Na outra trama, um entregador (Primot) é apaixonado por uma atendente de lanchonete (Débora Falabella) e tenta conquistá-la cometendo um crime, enquanto foge das investidas da colega de trabalho da moça (Gilda Nomacce). Por fim, na terceira história, uma dominatrix (Marjorie Estiano) castiga seu cliente (Eucir de Souza) amarrado a uma cama de motel, enquanto conversa pelo telefone com diversas pessoas, inclusive o marido (João Baldasserini), um ator pornô que não quer engravidá-la agora – mas ela quer.
 
Os personagens não fogem muito dos clichês de tipos humanos que se vêem por aí no cinema e, especialmente, na televisão. Dado o título do filme, talvez isso seja proposital, mas Primot não brinca o suficiente com a sátira do clichê para tirar muita coisa disso. As tramas parecem se levar a sério demais.
 
Pela maneira como o diretor finalmente une os três grupos, pode-se pensar que seu interesse esteja exatamente no jogo entre a verdade a ficção, entre o ato real e a representação.
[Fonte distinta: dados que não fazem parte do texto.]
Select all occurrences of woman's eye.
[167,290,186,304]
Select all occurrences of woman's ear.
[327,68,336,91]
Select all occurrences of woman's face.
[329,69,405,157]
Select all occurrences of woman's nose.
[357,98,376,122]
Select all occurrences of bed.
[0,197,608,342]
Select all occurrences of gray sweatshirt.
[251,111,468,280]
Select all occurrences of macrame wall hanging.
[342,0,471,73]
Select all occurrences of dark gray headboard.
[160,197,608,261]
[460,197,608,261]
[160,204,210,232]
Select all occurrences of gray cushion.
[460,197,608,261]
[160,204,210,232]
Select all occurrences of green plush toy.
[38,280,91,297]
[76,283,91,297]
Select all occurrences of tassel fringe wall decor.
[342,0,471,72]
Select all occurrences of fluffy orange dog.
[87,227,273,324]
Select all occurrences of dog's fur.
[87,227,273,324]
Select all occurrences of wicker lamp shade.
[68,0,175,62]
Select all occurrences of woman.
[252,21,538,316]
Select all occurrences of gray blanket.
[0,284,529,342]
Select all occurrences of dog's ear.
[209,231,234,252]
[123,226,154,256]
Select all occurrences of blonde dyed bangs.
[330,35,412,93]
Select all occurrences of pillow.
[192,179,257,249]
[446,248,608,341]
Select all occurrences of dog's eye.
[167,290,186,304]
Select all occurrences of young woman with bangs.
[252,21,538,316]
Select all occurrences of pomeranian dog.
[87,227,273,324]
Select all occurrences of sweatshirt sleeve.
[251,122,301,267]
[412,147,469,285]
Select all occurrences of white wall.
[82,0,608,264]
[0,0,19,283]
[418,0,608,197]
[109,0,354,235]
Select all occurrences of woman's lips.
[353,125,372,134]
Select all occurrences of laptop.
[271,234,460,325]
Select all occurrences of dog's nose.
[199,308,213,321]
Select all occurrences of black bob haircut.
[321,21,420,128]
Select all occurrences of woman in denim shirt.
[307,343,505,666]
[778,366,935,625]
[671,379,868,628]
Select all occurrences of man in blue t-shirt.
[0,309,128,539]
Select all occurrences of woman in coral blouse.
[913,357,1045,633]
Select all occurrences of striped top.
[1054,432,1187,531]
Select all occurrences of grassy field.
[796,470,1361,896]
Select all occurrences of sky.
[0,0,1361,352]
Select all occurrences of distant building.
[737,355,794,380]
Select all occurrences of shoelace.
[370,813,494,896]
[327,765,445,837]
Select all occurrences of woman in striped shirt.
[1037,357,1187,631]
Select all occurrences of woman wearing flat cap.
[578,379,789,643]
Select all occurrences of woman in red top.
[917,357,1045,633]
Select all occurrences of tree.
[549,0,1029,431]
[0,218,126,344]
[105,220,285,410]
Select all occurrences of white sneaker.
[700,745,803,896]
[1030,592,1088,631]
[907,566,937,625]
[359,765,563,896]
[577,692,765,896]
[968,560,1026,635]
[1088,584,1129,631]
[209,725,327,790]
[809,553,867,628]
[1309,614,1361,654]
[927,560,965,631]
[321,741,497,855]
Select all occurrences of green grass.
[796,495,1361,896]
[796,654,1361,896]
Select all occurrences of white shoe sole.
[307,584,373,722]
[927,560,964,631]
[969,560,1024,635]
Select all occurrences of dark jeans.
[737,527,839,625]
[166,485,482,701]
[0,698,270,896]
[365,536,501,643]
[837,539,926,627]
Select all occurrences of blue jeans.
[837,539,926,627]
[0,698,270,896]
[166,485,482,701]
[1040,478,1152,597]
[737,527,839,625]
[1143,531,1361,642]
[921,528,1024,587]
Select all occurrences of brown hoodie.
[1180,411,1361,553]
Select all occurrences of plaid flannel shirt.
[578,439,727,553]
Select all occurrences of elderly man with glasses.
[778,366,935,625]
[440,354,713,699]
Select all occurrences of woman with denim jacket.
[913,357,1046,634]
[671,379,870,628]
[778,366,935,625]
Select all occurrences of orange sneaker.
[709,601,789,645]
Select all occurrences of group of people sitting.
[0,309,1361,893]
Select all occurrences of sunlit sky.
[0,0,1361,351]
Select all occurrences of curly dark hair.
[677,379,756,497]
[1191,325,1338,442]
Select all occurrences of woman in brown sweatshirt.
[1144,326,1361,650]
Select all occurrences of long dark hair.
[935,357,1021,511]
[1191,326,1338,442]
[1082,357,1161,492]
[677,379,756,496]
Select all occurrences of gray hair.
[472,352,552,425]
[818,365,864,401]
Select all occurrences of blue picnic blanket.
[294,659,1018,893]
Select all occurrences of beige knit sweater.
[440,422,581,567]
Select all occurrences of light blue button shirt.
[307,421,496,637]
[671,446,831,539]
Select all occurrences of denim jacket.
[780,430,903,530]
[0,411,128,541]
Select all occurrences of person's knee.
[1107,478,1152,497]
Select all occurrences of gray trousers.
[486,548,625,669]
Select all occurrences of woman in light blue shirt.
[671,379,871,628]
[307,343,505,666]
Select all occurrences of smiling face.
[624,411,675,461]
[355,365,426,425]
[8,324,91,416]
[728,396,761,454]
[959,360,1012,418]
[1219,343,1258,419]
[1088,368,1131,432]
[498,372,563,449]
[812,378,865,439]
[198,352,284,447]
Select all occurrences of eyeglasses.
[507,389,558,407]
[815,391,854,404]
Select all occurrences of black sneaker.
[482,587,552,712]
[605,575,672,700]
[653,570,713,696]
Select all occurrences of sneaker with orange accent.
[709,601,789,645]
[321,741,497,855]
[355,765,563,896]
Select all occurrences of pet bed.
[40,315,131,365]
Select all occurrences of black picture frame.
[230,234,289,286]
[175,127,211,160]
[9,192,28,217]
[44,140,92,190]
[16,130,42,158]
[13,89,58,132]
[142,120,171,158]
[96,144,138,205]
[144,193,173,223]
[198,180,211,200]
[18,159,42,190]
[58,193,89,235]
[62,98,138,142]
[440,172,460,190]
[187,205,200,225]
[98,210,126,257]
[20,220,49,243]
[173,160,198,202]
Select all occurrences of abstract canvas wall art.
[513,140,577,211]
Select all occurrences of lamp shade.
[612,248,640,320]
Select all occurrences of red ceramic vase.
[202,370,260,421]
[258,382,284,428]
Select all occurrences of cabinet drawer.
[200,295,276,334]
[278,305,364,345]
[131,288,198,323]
Seus questionamentos são interessantes, mas da forma como se apresentam no longa, nada soa muito profundo ou instigante. Soma-se o fato de todas as atuações serem – ou, ao menos, parecerem ser – gritadas. O filme é um tanto ensurdecedor, a ponto de desconcentrar qualquer um que tente prestar atenção no que está acontecendo na tela.